In den letzten Wochen (Juni 2019) habe ich mehrere Gespräche zum Thema meines Buches, zu „Magnetischer Unternehmenskultur“ geführt, in denen meine Gesprächspartner auf die Dringlichkeit des Themas für Unternehmen hingewiesen haben. Mein Sohn Simon, der in den USA promoviert, sagte mit Blick auf Deutschland aus der amerikanischen Perspektive:

„Deutschland könnte eine sehr starke Position haben in der digitalen Transformation, und zwar durch die Kombination von Modernität und Tradition.“

Gerade in der Transformation werde Kultur und Identität wichtiger denn je. Warum, so fragt er, sind wir so voller Selbstzweifel? Ein hohes Maß an Selbstbewusstsein und Selbstvertrauen ist in der Digitalen Transformation unumgänglich.

Ein anderer Gesprächspartner wies darauf hin, dass die Unternehmen, die jetzt nicht versuchen, einen Wettbewerbsvorteil durch eine magnetische Unternehmenskultur zu etablieren, in kurzer Zeit einen wachsenden Wettbewerbsnachteil haben werden im Kampf um passende Mitarbeiter und Talente.
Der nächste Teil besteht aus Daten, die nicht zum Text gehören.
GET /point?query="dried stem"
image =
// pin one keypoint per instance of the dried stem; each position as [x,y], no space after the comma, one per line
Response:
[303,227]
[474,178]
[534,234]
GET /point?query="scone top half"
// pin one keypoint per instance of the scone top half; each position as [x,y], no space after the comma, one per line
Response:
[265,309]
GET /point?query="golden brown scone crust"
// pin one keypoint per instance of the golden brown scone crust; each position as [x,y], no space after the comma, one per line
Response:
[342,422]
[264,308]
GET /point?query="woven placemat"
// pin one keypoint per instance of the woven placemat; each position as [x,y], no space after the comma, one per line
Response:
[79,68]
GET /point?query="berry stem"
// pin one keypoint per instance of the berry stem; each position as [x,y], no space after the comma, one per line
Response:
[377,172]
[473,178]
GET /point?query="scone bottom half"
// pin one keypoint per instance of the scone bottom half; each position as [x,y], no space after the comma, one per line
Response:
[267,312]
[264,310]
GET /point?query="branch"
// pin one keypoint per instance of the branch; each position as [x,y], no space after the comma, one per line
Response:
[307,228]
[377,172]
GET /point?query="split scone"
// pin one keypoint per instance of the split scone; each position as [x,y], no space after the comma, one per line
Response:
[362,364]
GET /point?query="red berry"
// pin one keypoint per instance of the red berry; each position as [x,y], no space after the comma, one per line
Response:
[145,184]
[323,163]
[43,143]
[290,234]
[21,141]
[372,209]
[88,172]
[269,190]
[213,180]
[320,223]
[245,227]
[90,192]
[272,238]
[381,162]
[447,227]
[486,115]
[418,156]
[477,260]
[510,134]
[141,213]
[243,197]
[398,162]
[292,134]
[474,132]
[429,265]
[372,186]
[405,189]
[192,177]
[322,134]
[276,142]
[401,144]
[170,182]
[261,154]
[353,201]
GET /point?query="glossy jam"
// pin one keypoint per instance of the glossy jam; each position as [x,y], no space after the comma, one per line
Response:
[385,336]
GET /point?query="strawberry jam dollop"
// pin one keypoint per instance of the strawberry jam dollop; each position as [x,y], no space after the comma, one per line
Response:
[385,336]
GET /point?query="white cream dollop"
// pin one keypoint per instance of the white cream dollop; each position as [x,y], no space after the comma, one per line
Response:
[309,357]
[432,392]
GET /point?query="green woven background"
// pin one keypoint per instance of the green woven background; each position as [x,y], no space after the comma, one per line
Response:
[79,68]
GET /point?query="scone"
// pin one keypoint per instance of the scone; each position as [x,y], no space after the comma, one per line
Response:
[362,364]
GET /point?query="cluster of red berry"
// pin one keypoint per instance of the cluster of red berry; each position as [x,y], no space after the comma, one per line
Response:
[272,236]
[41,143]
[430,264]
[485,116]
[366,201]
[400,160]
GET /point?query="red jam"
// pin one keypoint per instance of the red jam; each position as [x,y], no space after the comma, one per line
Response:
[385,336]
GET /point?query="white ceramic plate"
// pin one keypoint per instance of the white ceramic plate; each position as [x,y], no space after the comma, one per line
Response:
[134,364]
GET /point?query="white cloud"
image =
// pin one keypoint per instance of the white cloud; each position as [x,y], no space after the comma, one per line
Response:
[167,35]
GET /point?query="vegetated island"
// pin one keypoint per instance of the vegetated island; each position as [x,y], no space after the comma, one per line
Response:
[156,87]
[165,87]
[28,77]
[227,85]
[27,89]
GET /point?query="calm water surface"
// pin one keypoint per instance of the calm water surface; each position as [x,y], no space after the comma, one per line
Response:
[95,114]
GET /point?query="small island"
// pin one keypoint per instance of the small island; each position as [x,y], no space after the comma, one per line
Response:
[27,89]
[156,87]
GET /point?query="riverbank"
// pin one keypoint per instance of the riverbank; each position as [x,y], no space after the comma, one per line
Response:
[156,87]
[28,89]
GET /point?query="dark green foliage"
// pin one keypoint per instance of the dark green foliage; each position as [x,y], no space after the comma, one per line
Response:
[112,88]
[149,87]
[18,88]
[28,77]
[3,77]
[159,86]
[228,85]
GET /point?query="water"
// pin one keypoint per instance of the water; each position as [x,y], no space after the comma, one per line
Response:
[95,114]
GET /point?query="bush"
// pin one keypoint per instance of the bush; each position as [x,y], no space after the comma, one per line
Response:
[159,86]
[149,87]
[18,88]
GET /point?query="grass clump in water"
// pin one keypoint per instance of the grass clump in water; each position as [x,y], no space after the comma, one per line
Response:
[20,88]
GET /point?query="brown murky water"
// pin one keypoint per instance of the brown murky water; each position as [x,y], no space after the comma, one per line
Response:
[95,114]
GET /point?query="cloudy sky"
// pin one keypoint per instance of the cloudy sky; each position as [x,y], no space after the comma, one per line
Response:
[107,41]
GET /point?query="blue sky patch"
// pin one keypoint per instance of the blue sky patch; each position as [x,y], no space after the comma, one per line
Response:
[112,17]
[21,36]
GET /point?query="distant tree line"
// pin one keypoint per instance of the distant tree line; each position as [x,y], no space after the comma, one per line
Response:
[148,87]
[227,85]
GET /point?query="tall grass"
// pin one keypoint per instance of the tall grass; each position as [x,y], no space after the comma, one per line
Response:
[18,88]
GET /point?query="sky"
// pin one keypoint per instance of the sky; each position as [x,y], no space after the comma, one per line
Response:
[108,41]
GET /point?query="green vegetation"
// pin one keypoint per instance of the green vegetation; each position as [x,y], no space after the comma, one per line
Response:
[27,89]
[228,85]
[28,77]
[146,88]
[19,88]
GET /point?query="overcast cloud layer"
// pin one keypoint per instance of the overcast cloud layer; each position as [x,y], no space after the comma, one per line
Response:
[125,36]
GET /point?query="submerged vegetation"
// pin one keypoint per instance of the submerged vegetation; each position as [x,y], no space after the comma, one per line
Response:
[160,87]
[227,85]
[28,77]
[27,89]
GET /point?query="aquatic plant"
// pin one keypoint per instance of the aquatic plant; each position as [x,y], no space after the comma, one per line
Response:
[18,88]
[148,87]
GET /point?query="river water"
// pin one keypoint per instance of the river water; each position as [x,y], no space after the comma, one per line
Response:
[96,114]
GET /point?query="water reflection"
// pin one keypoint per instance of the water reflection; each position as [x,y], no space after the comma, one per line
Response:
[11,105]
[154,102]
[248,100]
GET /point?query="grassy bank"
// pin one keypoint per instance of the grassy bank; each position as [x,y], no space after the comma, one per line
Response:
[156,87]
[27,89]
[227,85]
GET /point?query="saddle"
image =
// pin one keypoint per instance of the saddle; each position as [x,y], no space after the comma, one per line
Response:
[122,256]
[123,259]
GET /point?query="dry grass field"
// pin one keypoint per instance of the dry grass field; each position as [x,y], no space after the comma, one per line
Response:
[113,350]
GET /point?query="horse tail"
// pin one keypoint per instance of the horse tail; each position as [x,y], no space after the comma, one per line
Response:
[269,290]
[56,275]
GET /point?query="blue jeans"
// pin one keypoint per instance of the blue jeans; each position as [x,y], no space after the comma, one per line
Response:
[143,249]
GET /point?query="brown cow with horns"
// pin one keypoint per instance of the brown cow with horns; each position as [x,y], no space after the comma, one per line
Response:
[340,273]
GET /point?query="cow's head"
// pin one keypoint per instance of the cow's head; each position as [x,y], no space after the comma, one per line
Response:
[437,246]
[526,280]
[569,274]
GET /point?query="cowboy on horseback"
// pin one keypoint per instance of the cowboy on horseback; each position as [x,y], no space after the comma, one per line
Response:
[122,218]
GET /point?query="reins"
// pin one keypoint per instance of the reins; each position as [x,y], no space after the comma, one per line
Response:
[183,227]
Und dann las ich am 22. Juni einen Artikel in der WELT, mit dem Titel „UNBOSS your company – Wie erschafft ein Weltkonzern eine Hochleistungskultur? Novartis-Chef Vas Narasimhan wagt das spannendste Experiment in der europäischen Firmenszene“.[1] Der Verwaltungsratspräsident des Pharmariesen, Jörg Rheinhardt begründet die Revolution:

„Bisher ist die Pharmaindustrie eine bequeme, konservative Branche, und auch bei uns war die starke patriarchalische Führung das Maß aller Dinge. Das reicht heute nicht mehr.“

Auch die Pharmaindustrie steht vor Geschäftsmodelländerungen durch die Digitale Transformation. „Personalisierte Medizin“ ist das Schlagwort.

Eine solche „Revolution“, wie sie bei Novartis unter der Überschrift „Unboss, our story“ im Gange ist, fängt beim CEO, fängt an der Spitze an. Inspiriert wurde Narasimhan durch die Dänen Jacob Bøtter und Lars Kolind. Diese verfassten nach eigenen Angaben zusammen mit 100 Visionären aus aller Welt 2011 das Zukunftsmanifest „UNBOSS“. Der indisch-stämmige Topmanager entdeckte es auf dem Schreibtisch eines Bekannten und machte es zu seinem Programm für die Veränderung bei Novartis. Ziel: Die „führende Pharmakultur der Welt“ werden. Vorbild: Microsoft. Unter Führung des ebenfalls indisch-stämmigen Nachfolgers von Steve Ballmer, Satya Nadella.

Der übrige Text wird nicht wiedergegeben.